The significance  of the Inter Guiana Games reposes both in its importance as a symbol of friendship among the three Guianas and in the opportunity that provides for healthy competition among young people. The real spirit of the Games  was patently evident at the opening of its Forty Second staging here in Georgetown just a few days ago. Never mind the fact that the participating countries are all at the lower end of international sport at a time when nations elsewhere have infused sport into their foreign policy, making it in some cases the most important mechanism for promoting tourism and attracting the rest of the world to whatever else they may have to offer. The Games, it has to be said, have served the purpose of sustaining a modicum of what the diplomats term “friendly ties” among three countries one of which remains one of the few remaining ‘jewels   In a colonial crown. The other two have enjoyed what has been, at best, an uneasy relationship that has, on more than one occasion, spilled over into conflict. If the Games are no Olympics, therefore, they, nonetheless serve the universal purpose of building relations among nations.

Symbol of friendship
Symbol of friendship

For all the good that Inter Guiana Games continues to serve, however, the hosting of this year’s event – or, more correctly, series of events that comprise the Inter Guiana Games –  Guyana, serves, among other things, as a timely reminder of Guyana’s profound underachievement in its development of sport; and if it is felt that nothing is accomplished by belaboring the point one only has to listen to the complaints of frustrated athletes who are the real victims but who, frankly, have no real power to alter the course of events. We in the media are among the guilty ones. We tinker with the issues without really addressing them, The net effect of this is that we are guilty of sustaining a status quo that is altogether undeserving of our support.

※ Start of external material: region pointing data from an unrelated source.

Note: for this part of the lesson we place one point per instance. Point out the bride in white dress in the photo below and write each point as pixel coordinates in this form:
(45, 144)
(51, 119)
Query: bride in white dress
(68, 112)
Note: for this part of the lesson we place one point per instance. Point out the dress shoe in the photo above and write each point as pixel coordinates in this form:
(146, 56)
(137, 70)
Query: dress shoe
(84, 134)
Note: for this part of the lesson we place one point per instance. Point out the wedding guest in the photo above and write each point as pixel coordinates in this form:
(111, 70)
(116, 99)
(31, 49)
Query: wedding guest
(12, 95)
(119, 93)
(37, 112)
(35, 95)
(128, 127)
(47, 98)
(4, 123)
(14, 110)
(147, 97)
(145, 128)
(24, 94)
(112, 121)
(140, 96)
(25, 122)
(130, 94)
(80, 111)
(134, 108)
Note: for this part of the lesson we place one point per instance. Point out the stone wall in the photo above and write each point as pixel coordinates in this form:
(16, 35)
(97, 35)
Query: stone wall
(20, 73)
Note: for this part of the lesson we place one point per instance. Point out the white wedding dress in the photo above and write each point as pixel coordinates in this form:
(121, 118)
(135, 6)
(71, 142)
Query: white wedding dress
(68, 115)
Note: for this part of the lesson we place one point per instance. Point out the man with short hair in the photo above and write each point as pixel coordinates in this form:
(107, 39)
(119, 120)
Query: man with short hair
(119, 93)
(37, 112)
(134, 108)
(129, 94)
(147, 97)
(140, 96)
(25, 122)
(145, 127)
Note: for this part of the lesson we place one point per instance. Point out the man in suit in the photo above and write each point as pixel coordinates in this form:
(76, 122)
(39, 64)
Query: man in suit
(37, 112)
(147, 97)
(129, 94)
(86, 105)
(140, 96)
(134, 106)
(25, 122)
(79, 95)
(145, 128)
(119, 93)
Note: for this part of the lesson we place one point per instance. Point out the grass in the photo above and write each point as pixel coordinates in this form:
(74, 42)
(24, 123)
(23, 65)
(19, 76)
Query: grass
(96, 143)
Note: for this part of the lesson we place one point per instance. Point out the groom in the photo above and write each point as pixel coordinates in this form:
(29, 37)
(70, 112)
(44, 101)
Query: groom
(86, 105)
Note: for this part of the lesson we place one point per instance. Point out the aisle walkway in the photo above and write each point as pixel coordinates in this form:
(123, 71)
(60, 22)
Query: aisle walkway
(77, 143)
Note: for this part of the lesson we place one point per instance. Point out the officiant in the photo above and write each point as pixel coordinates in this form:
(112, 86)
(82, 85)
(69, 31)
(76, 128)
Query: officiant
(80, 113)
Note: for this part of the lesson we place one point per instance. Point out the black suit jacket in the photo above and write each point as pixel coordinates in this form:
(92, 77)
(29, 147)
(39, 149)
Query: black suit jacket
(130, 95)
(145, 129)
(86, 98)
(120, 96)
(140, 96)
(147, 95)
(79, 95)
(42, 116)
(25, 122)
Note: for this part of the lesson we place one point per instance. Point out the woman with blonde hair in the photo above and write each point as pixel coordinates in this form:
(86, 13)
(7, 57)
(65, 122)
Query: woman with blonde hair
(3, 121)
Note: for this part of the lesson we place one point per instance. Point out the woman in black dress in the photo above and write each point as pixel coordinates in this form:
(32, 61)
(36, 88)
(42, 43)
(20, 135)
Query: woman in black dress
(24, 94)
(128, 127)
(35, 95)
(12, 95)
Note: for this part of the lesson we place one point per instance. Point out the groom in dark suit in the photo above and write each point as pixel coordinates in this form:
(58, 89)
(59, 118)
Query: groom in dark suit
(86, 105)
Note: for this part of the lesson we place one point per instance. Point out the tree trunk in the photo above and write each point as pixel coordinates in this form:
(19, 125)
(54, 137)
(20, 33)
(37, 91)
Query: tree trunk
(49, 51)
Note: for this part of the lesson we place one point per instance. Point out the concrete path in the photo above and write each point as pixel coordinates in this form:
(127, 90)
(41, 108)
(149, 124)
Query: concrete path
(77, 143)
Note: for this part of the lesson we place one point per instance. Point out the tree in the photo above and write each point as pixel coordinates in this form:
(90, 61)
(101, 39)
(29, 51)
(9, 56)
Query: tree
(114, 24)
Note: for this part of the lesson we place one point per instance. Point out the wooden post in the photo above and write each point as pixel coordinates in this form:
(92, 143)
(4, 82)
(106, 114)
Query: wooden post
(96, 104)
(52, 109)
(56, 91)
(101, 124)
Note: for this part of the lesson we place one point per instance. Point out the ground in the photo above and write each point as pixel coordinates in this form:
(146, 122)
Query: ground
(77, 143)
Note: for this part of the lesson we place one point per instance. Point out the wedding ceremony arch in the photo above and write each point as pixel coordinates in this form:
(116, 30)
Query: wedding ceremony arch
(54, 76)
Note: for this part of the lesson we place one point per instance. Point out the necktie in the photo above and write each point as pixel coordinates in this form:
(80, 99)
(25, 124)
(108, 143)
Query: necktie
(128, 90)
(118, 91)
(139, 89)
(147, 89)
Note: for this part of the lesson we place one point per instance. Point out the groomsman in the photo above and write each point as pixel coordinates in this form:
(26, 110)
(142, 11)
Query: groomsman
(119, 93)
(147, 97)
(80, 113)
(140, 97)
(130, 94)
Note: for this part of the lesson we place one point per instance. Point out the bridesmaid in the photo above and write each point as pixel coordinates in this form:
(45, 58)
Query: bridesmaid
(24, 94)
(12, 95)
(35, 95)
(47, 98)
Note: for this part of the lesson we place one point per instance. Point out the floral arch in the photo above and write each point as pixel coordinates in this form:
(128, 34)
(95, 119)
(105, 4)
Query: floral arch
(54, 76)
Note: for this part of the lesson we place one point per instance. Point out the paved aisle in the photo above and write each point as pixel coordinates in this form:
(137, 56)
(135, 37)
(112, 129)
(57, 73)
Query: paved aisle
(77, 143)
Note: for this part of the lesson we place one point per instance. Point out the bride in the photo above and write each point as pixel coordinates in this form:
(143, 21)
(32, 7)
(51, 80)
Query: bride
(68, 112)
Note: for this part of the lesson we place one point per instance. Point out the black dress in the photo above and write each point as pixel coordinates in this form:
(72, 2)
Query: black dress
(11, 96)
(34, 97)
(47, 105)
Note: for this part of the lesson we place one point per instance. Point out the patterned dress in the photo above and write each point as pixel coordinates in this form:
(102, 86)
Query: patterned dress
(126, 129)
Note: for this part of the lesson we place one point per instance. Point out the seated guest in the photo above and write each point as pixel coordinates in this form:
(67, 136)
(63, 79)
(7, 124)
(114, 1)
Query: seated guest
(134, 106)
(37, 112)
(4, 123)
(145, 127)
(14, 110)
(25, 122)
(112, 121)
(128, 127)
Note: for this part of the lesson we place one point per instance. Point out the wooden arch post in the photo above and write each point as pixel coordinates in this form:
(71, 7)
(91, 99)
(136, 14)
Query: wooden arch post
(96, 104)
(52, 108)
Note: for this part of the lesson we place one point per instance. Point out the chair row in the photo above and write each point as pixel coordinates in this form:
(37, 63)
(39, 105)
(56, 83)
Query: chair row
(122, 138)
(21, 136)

What is true and what we really should be saying is that there is really no good excuse for our unchanging backwardness in the field of sport, including our inability to properly host an event as modest as the Inter Guiana Games.. unless we can provide the powers that be of their limitations. Includding the fact that their professed commitment to building sport continues to be called into question,  we may as well drop the pretence of being the ‘watchdogs’ that we say we are.

Long before the torch was lit for the Games there were complaints about about a lack of facilities and amenities for practice. Complaints by some of the coaches and athletes themselves. Not a lot can be said for example, for the preparation of a female football team that was humiliated by its opponents for no other reason than the fact that they were hastily assembled purely for the sake of the event.

We can no longer conceal the fact that there really is no systematic programme in place for the development of our sportsmen and women and what events like the Inter Guiana Games actually do – their undoubted importance, notwithstanding, is to expose what sometimes seems like a farcical lip service to sport.

The games contingents
The games contingents

No one who truly understands accepts the excuse of too little funds any longer. What is more valid than the excuse of being broke is the increasingly popular view that sport is not really regarded as central to nation-building and that we are simply going through the motions.

The offence that such truths often give have everything to do with people’s preoccuations with ‘fighting their corners’ and little if anything to do with being wronged.  The truth is that the only ones who should really feel hard done by are people like the female football team whose humiliation really had nothing to do with their lack of commitment but because they were let down by the people who‘run things.’

Of course we must continue to participate in the Inter Guiana Games since, even in the circumstances that we find ourselves, it is still an honour for our athletes who represent their country. Perhaps, some day we will come to realize the terrible injustice that we have done to successive generations of young people who have worked hard to do Guyana proud and we may even be inclined to do something to change that.